General

Updates (December 20, 2024)

I guess living day-to-day and getting partly involved got me here.

I studied and explored a lot and now things are OK.

I always knew in the back of my mind I had to study and do stuff to learn and do. Now I am able to handle life better and do quite a bit of things. Relieves a lot of stress being able to do quite a bit of stuff. You aren’t worried about not being able to tackle any job really.

Now I got to the point where nothing really bothers me except for ‘young’ and immature people. But I look old with wrinkles and grey hair now. They ignore me 90% of the time. So that is good.

Most ‘Canadians’ understand me now. I am a middle-aged Asian looking guy who knows what’s up.

That is what people don’t tell you when you are born growing up here.

People say just study and do what you like. At the end you just know one thing OK enough and not really good at other things. So you are kind of inept.

At 25 years old you see how much learning life requires to do a ‘big project yourself’. It takes like ~20 years of real work experience to do something alone really. Or you really have to start young.

I don’t like shopping no more, I just grab my coffee at Tim’s mainly. In grocery stores you meet young people under 35 years old questioning you and what is your ‘beef’.

Yes, I studied for 40 years and am able to do quite a bit of things. I look healthy and confident and able. Not many people expect that …

I had to too.

It is hard to find work. The work at the end is hard but also rewarding. You at least get the rewards.

I used to care so much for the last 40 years.

Now that I skilled up and reflected a lot and also realize that the ideas and projects worth doing are Ben’s ideas I can relax.

I can really take a back seat and stroll.

As a man you are born with nothing really. You have to build yourself from the bottom. That is the reality of being a man. Also being coloured you have to deal with race, culture and the Western perspective against and with the coloured perspective.

Being coloured only other Vietnamese born in Canada see your struggle. I only am 100% understood by other Vietnamese born in Canada.

What I can tell now after reflecting and relaxing for 1+ years:

  • The way I live and conduct myself for the last 15 years (after university) was to grow and develop uniquely and to get out of mainstream conforming. It does nothing for me to conform 100%.
  • You see the already established people try to maintain their culture and power but most of the time it’s stereotypical. Only after you tried to work on yourself and do something unique after university you have something to differ and compare and add. Most already established people just do the same stuff hoping it will work for the next 10,000 years. New immigrants and new refugees if left alone to grow and develop may have something to add if they really work to learn from others and transform themselves.
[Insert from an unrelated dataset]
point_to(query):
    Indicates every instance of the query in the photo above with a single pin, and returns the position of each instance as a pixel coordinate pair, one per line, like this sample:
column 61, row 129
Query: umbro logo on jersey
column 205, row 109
What I am doing is good for me. There is lots of rewards doing what I am doing.

I think what I have learned and done so far is a normal part of growing up. You don’t want to stay a teenager. Also you don’t want to be treated poorly.

You learn and grow.

https://www.instagram.com/reel/DDzLVZHvqnz/?utm_source=ig_web_copy_link

Doing normal stuff is OK. But it may be unhealthy. That is just the way it is.

Somehow you got to rise above it and contain it?

Anyways you live to have good health at the end.

https://www.instagram.com/reel/DDy8JKdtQI1/?igsh=MTIybDExNmV0cTA5Mg%3D%3D

This is life.

I got to think 10 years ahead.

I went to the hospital for my mom. Ultrasound.

Patients there are unwell. No one is happy. Everyone has a problem. Everyone has an illness.

There is no room for any ‘you’ problems.

That is healthcare.

I finally get healthcare now. After working on myself for so long and getting space to think and do, I finally get healthcare.

The other Asians in healthcare: Most studied a lot when they were young to get a professional healthcare job. They fit that “type” to get there. You are born into it really.

When I was in healthcare, I did find the people similar to me. But once in a while while strolling around the college campus and outside walking near it, I was criticized for my choice on why I did not live for myself and live below my means so I could do something great from other colored people in Scarborough. You have only one life to live and ‘you’ are coloured. Might as well make your life count??? Nice fellow coloured people thought I should be doing something else because they saw I can have something going on if I just lived for myself and found like minded individuals. It is simple like that.

But it is tough out there. To try to live and have a family and assets requires you to conform sometimes.

But when you have educated yourself this much, returning back to healthcare is something else. You see that even healthcare can be narrow.